“Il mondo di oggi si trova a un bivio, che Friedrich Schiller avrebbe identificato come un punctum saliens, cioè il momento, in un dramma, in cui va presa la decisione cruciale: o i protagonisti riescono a elevarsi a un livello più alto di azione e quindi a fornire una soluzione favorevole, oppure rimangono intrappolati in una geometria di antagonismi sono apparentemente insolubili e quindi trasformano il dramma in una tragedia. Il mondo di oggi è a un punto tale sotto due aspetti: la crisi tra Stati Uniti e Cina e a livello interno negli stessi Stati Uniti”.
Questo è l’incipit di un articolo scritto da Helga Zepp-LaRouche il 30 maggio. Per cominciare con la seconda situazione, dopo la brutale uccisione dell’afroamericano George Floyd da parte di un poliziotto bianco il 25 maggio a Minneapolis, gli Stati Uniti sono stati travolti da una serie di violenze e rivolte a livello nazionale, talmente gravi che è dovuto intervenire l’esercito. L’omicidio ha fatto seguito alle recenti proteste di massa contro le condizioni di isolamento dovute al coronavirus e al crollo economico, che a loro volta si verificano sullo sfondo di un’estrema polarizzazione politica del Paese scatenatasi sin dall’elezione di Donald Trump alla presidenza. Gli estremisti di entrambi gli schieramenti politici stanno soffiando sul fuoco di quella che potrebbe diventare una guerra civile. Solo un salto di qualità del Presidente verso una missione nazionale di livello superiore, libera dal vettorismo e dalla partigianeria politica, può impedire agli Stati Uniti di imboccare questa strada.
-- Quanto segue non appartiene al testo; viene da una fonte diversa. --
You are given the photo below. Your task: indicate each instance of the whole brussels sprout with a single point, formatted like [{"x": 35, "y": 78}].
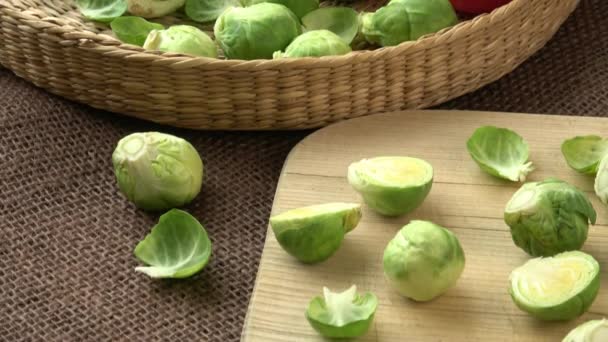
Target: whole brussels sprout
[
  {"x": 405, "y": 20},
  {"x": 423, "y": 260},
  {"x": 256, "y": 32},
  {"x": 315, "y": 44},
  {"x": 182, "y": 39},
  {"x": 153, "y": 8},
  {"x": 549, "y": 217},
  {"x": 157, "y": 171}
]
Sulla prima crisi, quella dei rapporti tra Cina e Stati Uniti, l’intero “partito della guerra” angloamericano è pienamente mobilitato per impedire a Donald Trump di stabilire la promessa cooperazione tra i due Paesi, oltre che con la Russia. La tattica dei guerrafondai prevede di circondarlo di consiglieri e funzionari che ripetano la linea dell’Impero britannico, primo tra tutti il segretario di Stato Mike Pompeo.
In un discorso tenuto il 29 maggio il Presidente Trump sembra aver ceduto per qualche motivo alle pressioni dei guerrafondai e ha ripetuto la solita litania di accuse contro la Cina: aver permesso che il Coronavirus si diffondesse in tutto il mondo; esercitare il controllo totale sull’OMS; praticare lo spionaggio industriale; violare il trattato su Hong Kong; pratiche commerciali sleali, ecc.
Quel discorso, che suonava molto simile a quelli di Pompeo, rischia di mettere i rapporti bilaterali su un percorso di scontro che, unito alle provocazioni militari del partito della guerra, potrebbe portare a un conflitto. I media statali cinesi, tuttavia, hanno sottolineato la differenza tra la politica di Trump e quella del suo entourage neoconservatore a Washington, pur rilevando che il Presidente nulla ha detto sull’accordo commerciale bilaterale ancora in fase di negoziato. Qualsiasi rottura definitiva tra le due economie colpirebbe gli Stati Uniti più duramente della Cina, ma non andrebbe a vantaggio di alcuna delle due parti.
In questa situazione estremamente tesa o punctum saliens, aggravata dal crollo del sistema transatlantico, è fondamentale far sì che il presidente Trump si elevi al di sopra della geopolitica promuovendo una cooperazione internazionale reciprocamente vantaggiosa e ponga fine alle avventure militari all’estero, come pure aveva promesso. A tal fine, nel suo recente articolo, Helga Zepp-LaRouche sottolinea ancora una volta l’urgenza di convocare un vertice tra le quattro potenze (Stati Uniti, Cina, Russia, India) per stabilire “un nuovo ordine internazionale che difenda il benessere di tutti i popoli”, nel rispetto delle sovranità nazionali. Tutte le altre nazioni, anche in Europa, dovrebbero contribuire a realizzare questo obiettivo.